Based on this description, a map of the ecoregions will be designed, on which uses and regulations in force will be superimpose.

Both maps will constitute a base to define a first perimeter of the extension of the marine part of the natural reserve in the Crozet EEZ.

4. Recommendations for research and monitoring

The first recommendation is about the importance of performing a new census of the marine biodiversity of the Crozet oceanic zone. New data are needed on different scientific domains:

- Benthos from the nearshore to the shelf break mainly to identify distribution of assemblages and VME taxa,

- Demersal fish over the shelf and Del Cano Rise to obtain new data on species assemblages and essential habitats of larvae or juveniles,

- Plankton to determine biogeographic patterns but also to estimate the secondary pelagic productivity of the area. For achieving this aim, since 2013, France has conducted summer yearly CPR surveys around Crozet, Kerguelen, St-Paul and New Amsterdam,

- Marine birds and mammals will continue to be tracked using telemetry to understand at sea distribution and to monitor future changes. Especially information would be necessary on some key species in terms of numbers or biomass (e.g. prions) or in terms of conservation status (e.g. Indian yellow-nosed albatrosses). At sea observations from fishing and research vessels should be continued or developed to give information on non-tracked species.

For achieving this goal, there is a need to conduct long-term monitoring projects to understand how climate change will modify ecoregions distributions. We need to assess how species will respond to the modification of the position of the PF, SAF, and STF which will create a shift towards the south of the subantarctic and subtropical areas (Constable et al., 2014; Koubbi et al., 2015). The question of adaptation towards climate change for neritic endemic species is a major one for this archipelago.

It is also fundamental, besides the knowledge of how the location of fronts will change in future scenarios, to disentangle how different factors (e.g. prey abundance and accessibility, thermal preferences and patterns in winds and oceanic currents) affect the link between different species of marine predators and frontal regions.

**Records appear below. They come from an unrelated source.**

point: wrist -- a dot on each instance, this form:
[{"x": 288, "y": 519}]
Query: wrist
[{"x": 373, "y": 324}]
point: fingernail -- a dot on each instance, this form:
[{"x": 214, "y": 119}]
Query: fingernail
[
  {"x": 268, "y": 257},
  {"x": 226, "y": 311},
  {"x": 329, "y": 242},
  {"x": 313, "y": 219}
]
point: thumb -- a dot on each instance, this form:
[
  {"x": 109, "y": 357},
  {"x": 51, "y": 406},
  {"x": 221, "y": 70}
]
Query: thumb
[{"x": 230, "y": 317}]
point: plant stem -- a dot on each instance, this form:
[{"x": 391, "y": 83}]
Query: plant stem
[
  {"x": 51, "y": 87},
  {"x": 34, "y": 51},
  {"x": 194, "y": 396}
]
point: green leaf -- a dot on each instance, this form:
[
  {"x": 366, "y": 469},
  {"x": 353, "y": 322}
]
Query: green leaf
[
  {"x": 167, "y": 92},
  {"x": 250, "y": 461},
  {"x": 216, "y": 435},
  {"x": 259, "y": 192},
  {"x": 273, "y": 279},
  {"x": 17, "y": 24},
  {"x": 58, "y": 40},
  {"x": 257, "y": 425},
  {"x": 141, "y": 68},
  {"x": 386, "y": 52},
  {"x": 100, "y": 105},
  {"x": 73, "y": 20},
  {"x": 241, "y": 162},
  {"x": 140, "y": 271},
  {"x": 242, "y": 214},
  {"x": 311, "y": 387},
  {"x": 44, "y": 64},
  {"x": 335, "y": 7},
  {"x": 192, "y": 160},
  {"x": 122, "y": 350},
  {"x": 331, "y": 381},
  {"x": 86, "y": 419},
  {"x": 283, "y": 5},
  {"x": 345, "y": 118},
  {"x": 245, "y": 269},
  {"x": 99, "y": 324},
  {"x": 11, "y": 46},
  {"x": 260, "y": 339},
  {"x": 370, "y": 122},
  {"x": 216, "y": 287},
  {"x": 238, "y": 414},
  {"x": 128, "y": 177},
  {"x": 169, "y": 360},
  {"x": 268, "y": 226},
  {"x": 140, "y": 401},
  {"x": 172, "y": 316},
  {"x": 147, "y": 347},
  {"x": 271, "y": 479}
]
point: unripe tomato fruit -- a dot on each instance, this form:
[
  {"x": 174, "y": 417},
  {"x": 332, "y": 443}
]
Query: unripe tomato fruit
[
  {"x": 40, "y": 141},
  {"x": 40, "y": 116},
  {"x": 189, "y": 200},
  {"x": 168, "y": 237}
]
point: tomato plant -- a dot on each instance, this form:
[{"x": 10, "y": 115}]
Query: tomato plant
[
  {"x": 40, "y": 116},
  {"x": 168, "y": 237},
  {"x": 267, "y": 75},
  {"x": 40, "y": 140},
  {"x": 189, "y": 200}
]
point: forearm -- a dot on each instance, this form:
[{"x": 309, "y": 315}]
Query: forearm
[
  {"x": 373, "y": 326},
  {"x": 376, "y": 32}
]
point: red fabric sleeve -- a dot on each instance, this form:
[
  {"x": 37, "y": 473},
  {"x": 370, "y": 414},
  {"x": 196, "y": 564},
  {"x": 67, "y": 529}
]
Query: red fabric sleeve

The consequences can be very important for birds and mammals breeding in Crozet and who might face longer distance to reach their trophic zones.

Finally, discussions need to be held in CCAMLR on how to include the pelagic zone from the south of the French EEZ to the PF as a future pelagic MPA proposal in Planning Domain 5 which will be based on important top predators foraging areas in the context of climate change.